Pour un divorce amiable sans bien immobilier, les frais de notaire se limitent au dépôt de la convention : environ 60 euros TTC. L’essentiel des frais concerne les honoraires d’avocats, qui s’établissent généralement entre 1 000 et 1 500 euros par époux. Le coût total d’un divorce amiable simple se situe ainsi entre 1 500 et 5 000 euros.
Pour un divorce impliquant un partage immobilier ou une liquidation complexe, les frais notariaux s’élèvent à 1 à 2 % de la valeur nette des actifs partagés, auxquels s’ajoute le droit de partage de 1,10 %. Un patrimoine de 300 000 euros peut ainsi générer 9 000 à 15 000 euros de frais totaux.
En résumé
Le notaire est un acteur incontournable dès lors qu’un divorce implique un patrimoine immobilier ou qu’une liquidation du régime matrimonial s’impose.

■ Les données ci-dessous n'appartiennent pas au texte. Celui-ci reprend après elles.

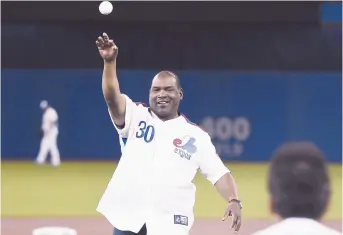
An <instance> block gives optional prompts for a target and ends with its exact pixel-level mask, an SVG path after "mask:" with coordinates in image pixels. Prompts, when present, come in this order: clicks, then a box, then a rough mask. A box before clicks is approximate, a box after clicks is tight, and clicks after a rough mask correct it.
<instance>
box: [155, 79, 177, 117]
mask: <svg viewBox="0 0 343 235" xmlns="http://www.w3.org/2000/svg"><path fill="white" fill-rule="evenodd" d="M181 99H182V91H181V89H180V88H179V87H178V86H177V81H176V79H175V78H174V77H173V76H159V75H157V76H155V77H154V79H153V80H152V84H151V89H150V96H149V102H150V107H151V110H152V111H153V112H154V113H155V114H156V115H157V116H158V117H159V118H161V119H163V120H169V119H172V118H175V117H176V116H177V112H178V108H179V103H180V100H181Z"/></svg>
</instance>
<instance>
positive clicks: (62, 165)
mask: <svg viewBox="0 0 343 235" xmlns="http://www.w3.org/2000/svg"><path fill="white" fill-rule="evenodd" d="M98 4H99V2H82V3H81V2H77V3H76V2H69V3H67V2H60V3H58V2H39V3H38V2H2V5H1V7H2V8H1V12H2V27H1V32H2V35H1V41H2V42H1V44H2V45H1V46H2V48H1V49H2V61H1V62H2V71H1V82H2V84H1V100H2V102H1V104H2V108H1V111H2V112H1V113H2V115H1V119H2V120H1V121H2V125H1V129H2V138H1V157H2V202H1V204H2V234H4V235H15V234H18V235H19V234H29V233H30V229H32V228H34V227H35V226H41V225H69V226H72V227H76V228H77V229H78V231H79V234H81V235H82V234H85V235H88V234H89V235H90V234H94V233H96V234H110V233H111V228H110V226H109V225H108V223H107V222H106V221H105V219H104V218H102V217H100V216H99V214H97V213H96V212H95V208H96V205H97V202H98V200H99V198H100V196H101V194H102V192H103V190H104V188H105V187H106V184H107V182H108V180H109V179H110V177H111V174H112V172H113V170H114V168H115V165H116V162H117V161H118V160H119V156H120V147H119V141H118V137H117V134H116V133H115V131H114V129H113V127H112V124H111V121H110V118H109V116H108V113H107V110H106V105H105V102H104V100H103V97H102V93H101V69H102V61H101V59H100V57H99V55H98V52H97V48H96V46H95V39H96V38H97V36H98V35H100V34H101V33H102V32H107V33H108V34H109V36H110V37H112V38H113V39H114V40H115V42H116V44H117V45H118V47H119V56H118V68H119V79H120V84H121V87H122V90H123V92H125V93H126V94H128V95H130V97H131V98H132V99H133V100H135V101H141V102H146V103H148V102H147V101H148V89H149V85H150V82H151V79H152V77H153V75H154V74H155V73H157V72H158V71H160V70H162V69H168V70H172V71H175V72H176V73H177V74H178V75H179V77H180V78H181V82H182V85H183V87H184V90H185V99H184V101H183V103H182V105H181V111H182V112H183V113H184V114H185V115H186V116H187V117H188V118H189V119H191V120H192V121H194V122H196V123H197V124H199V125H202V126H203V127H204V128H205V129H206V130H207V131H208V132H209V133H210V134H211V136H212V139H213V142H214V144H215V145H216V148H217V151H218V153H219V154H220V156H221V157H222V158H223V160H225V161H227V164H228V166H229V167H230V168H231V169H232V171H233V172H234V175H235V178H236V179H237V183H238V187H239V192H240V196H241V198H242V200H243V203H244V214H243V216H244V224H243V227H242V233H241V234H242V235H247V234H249V232H251V229H256V228H262V227H264V226H266V225H267V224H269V223H272V222H273V218H272V217H271V215H270V213H269V207H268V195H267V191H266V182H265V181H266V174H267V167H268V160H269V158H270V155H271V152H272V151H273V150H274V149H275V147H277V146H278V145H279V144H280V143H282V142H283V141H288V140H310V141H313V142H315V143H316V144H317V145H318V146H319V147H320V148H321V149H322V150H323V151H324V152H325V154H326V156H327V160H328V164H329V169H330V175H331V179H332V185H333V195H332V202H331V205H330V209H329V211H328V213H327V214H326V217H325V218H326V223H328V224H329V225H330V226H333V227H336V228H337V229H339V230H342V226H341V220H342V166H341V160H342V155H341V151H342V150H341V148H342V147H341V146H342V138H341V137H342V135H341V121H342V116H341V115H342V103H341V96H342V72H341V69H342V68H341V64H342V54H341V52H342V44H341V42H342V28H341V27H342V24H341V10H340V11H339V10H337V9H339V8H340V9H341V5H340V4H339V3H326V4H321V3H320V2H308V3H304V2H303V3H301V2H288V3H286V2H285V3H281V2H268V3H267V2H264V3H263V2H255V3H249V2H240V3H239V2H216V3H207V2H197V3H195V2H192V3H190V2H188V3H186V2H173V3H172V2H169V3H167V2H166V3H162V2H160V3H158V2H154V3H152V2H151V3H148V2H140V3H134V2H118V3H115V7H114V13H112V14H111V15H109V16H102V15H100V13H99V12H98ZM42 99H47V100H48V101H49V102H50V103H51V105H52V106H53V107H54V108H56V110H57V112H58V113H59V116H60V122H59V123H60V135H59V139H58V144H59V148H60V152H61V156H62V165H61V167H59V168H56V169H55V168H52V167H49V166H44V167H38V166H36V165H34V164H33V160H34V158H35V156H36V154H37V151H38V147H39V141H40V139H39V137H38V136H37V130H38V129H39V126H40V121H41V112H40V109H39V102H40V100H42ZM195 183H196V185H197V187H198V190H197V203H196V206H195V212H196V216H197V217H199V222H197V223H196V224H195V228H194V231H193V232H194V233H193V234H195V235H205V234H218V235H219V234H226V233H227V232H226V230H228V228H229V223H227V224H223V223H221V222H220V218H221V215H222V213H223V210H224V208H225V203H224V202H223V200H221V199H220V198H219V196H218V195H217V194H216V192H215V190H214V189H211V188H210V187H211V186H210V185H209V183H208V182H206V181H205V180H204V179H203V178H201V176H197V177H196V179H195ZM252 195H254V196H253V197H252ZM36 218H37V219H36ZM43 218H44V219H43ZM14 222H15V223H16V225H17V227H16V226H13V223H14ZM255 226H256V227H255ZM214 229H218V231H216V232H214Z"/></svg>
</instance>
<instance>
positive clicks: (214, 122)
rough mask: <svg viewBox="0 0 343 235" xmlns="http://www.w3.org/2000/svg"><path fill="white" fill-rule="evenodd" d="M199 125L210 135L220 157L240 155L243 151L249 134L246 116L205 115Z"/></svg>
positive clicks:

Dans un divorce amiable, son intervention se limite à l’enregistrement de la convention pour une somme modique. En cas de partage immobilier, il devient le pivot de l’opération, avec des coûts plus significatifs indexés sur la valeur des biens. Anticiper son rôle et comprendre les règles fiscales applicables permet de prendre de meilleures décisions patrimoniales au moment du divorce.
Cet article est informatif et ne remplace pas un conseil personnalisé : prenez rendez-vous avec votre notaire pour étudier votre situation.